Ideally, I'd like to define AddressUSRecord
in a separate schema, then let the type of address
reference AddressUSRecord
. However, it's not clear that Avro 1.8.1 supports this out-of-the-box. This 2014 article shows that sub-schemas need to be handled with custom code. What the best way to define reusable schemas in Avro 1.8.1?
Note: I'd like a solution that works with Confluent Inc.'s Schema Registry. There's a Google Groups thread that seems to suggest that Schema Registry does not play nice with schema references.
Can I give the field and schema the same name, address?
Yes, you can name the record with the same name as the field name.
What if I want to use the AddressUSRecord schema in multiple other schemas, not just person?
You can use multiple schemas using a couple of techniques: the avro schema parser clients (JVM and others) allow you to specify multiple schemas, usually through the names
parameter (the Java Schema$Parser/parse
method allows multiple schema String
arguments).
You can then specify dependant Schemas as a named type:
{
"type": "record",
"name": "Address",
"fields": [
{
"name": "streetaddress",
"type": "string"
},
{
"name": "city",
"type": "string"
}
]
}
And run this through the parser before the parent schema:
{
"name": "person",
"type": "record",
"fields": [
{
"name": "firstname",
"type": "string"
},
{
"name": "lastname",
"type": "string"
},
{
"name": "address",
"type": "Address"
}
]
}
Incidentally, this allows you to parse from separate files.

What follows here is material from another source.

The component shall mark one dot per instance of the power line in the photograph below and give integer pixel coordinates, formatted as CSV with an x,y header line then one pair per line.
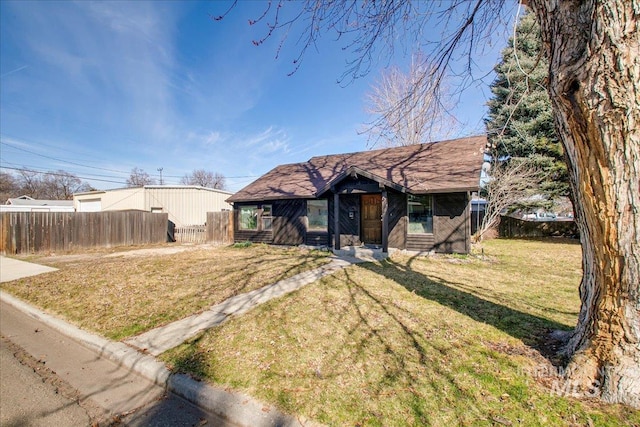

Alternatively, you can also parse a single Union schema that references schemas in the same way:
[
{
"type": "record",
"name": "Address",
"fields": [
{
"name": "streetaddress",
"type": "string"
},
{
"name": "city",
"type": "string"
}
]
},
{
"type": "record",
"name": "person",
"fields": [
{
"name": "firstname",
"type": "string"
},
{
"name": "lastname",
"type": "string"
},
{
"name": "address",
"type": "Address"
}
]
}
]
I'd like a solution that works with Confluent Inc.'s Schema Registry.
The schema registry does not support parsing schemas separately, but it does support the latter example of parsing into a union type.